One source of examples comes from topological real line arrangements (pseudo-lines); Ruberman and Starkston proved that they can be "symplectised" in CP², even when they lack complex algebraic realisations. Can this construction be extended to pseudo-conics or pseudo-curves of higher degree? What is the scope of these constructions? Is there an algorithm to determine pseudo-realisability of curve configurations?
Another source of examples comes from toric geometry, which has proven useful to construct Lagrangian and symplectic surfaces. Can toric models be exploited in the context of configurations?

Invariants and obstructions
Can symplectic curves complements have different fundamental groups than those of complex curves? For instance, the Alexander polynomial is a good tool to detect differences of fundamental groups. Can the Alexander polynomial of a symplectic curve distinguish it from a complex curve? Do Libgober's divisibility conditions hold for singular symplectic curves?
Can we develop other symplectic invariants to distinguish between symplectically non-isotopic singular curves? What are the simplest possible combinatorial configurations for which there exists a (complex or symplectic) Zariski pair (i.e. non-isomorphic curves with the same singularities)? Are there differences in the realisations of Zariski pairs in the algebro-geometric and symplectic categories?
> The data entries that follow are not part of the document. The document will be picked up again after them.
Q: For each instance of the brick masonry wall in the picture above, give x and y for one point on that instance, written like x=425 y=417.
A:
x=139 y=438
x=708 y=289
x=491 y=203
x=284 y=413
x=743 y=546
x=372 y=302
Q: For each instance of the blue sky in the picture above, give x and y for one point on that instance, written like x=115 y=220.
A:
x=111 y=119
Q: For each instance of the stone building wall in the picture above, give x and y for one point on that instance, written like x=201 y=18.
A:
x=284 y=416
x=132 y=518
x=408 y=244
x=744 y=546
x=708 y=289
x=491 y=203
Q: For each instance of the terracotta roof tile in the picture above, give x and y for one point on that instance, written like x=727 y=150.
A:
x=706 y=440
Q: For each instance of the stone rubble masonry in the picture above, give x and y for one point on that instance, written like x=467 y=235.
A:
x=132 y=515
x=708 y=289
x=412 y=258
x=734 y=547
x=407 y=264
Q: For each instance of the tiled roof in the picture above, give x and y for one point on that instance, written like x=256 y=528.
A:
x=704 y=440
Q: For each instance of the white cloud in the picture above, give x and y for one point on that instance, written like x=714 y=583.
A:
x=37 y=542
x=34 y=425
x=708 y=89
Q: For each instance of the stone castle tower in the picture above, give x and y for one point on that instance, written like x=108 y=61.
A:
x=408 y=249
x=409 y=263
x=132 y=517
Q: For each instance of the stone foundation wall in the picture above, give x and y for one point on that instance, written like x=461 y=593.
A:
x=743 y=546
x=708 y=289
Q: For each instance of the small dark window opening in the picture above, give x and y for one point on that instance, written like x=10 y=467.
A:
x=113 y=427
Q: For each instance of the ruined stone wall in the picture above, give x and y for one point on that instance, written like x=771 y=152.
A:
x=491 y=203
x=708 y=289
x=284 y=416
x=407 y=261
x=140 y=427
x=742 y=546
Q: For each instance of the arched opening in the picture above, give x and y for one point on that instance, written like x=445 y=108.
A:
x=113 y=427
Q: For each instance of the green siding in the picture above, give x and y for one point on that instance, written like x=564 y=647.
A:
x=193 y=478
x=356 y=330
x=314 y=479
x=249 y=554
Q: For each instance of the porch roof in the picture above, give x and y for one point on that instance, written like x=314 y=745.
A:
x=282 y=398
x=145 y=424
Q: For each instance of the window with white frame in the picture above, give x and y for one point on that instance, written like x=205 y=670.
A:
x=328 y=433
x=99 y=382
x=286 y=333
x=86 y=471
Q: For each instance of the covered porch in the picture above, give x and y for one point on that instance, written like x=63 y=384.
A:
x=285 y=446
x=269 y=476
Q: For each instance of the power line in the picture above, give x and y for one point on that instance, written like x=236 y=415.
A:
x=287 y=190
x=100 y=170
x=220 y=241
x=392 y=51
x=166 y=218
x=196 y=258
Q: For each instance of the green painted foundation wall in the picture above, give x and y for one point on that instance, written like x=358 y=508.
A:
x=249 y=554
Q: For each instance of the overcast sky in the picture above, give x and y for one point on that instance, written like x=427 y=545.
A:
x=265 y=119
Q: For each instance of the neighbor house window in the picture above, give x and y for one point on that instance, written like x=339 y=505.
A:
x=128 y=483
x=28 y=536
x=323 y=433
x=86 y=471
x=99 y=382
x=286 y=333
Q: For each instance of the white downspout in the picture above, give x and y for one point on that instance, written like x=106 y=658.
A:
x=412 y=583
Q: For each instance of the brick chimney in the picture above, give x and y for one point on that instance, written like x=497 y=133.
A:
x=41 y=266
Branched covers, BMY, log-BMY
Following Hirzebruch's ideas, what types of symplectic 4-manifolds can be constructed as branched coverings using symplectic configurations that differ from complex curves? Can we construct new non-Kaehler symplectic 4-manifolds? Can we cross the BMY line? Can we find counterexamples to the log-BMY inequality? Can we prove or disprove the bounded negativity conjecture using symplectic methods? In the context of last question, is there a way to repair J. G. Dorfmeister's proof that the bounded negativity conjecture holds for rational surfaces?

Conic-line arrangements
Generalising an example of Orevkov, which singular curves can be related to rational curve arrangements via birational transformations? Bridging combinatorics and algebraic geometry, can we understand the freeness (in the sense of Saito) of conic-line arrangements? What role does quasi-homogeneity of singularities of such arrangements play in this subject? Can we construct, in a systematic way, new classes of conic-line arrangements which are free (i.e. the associated module of polynomial derivations tangent to a given arrangement is free)?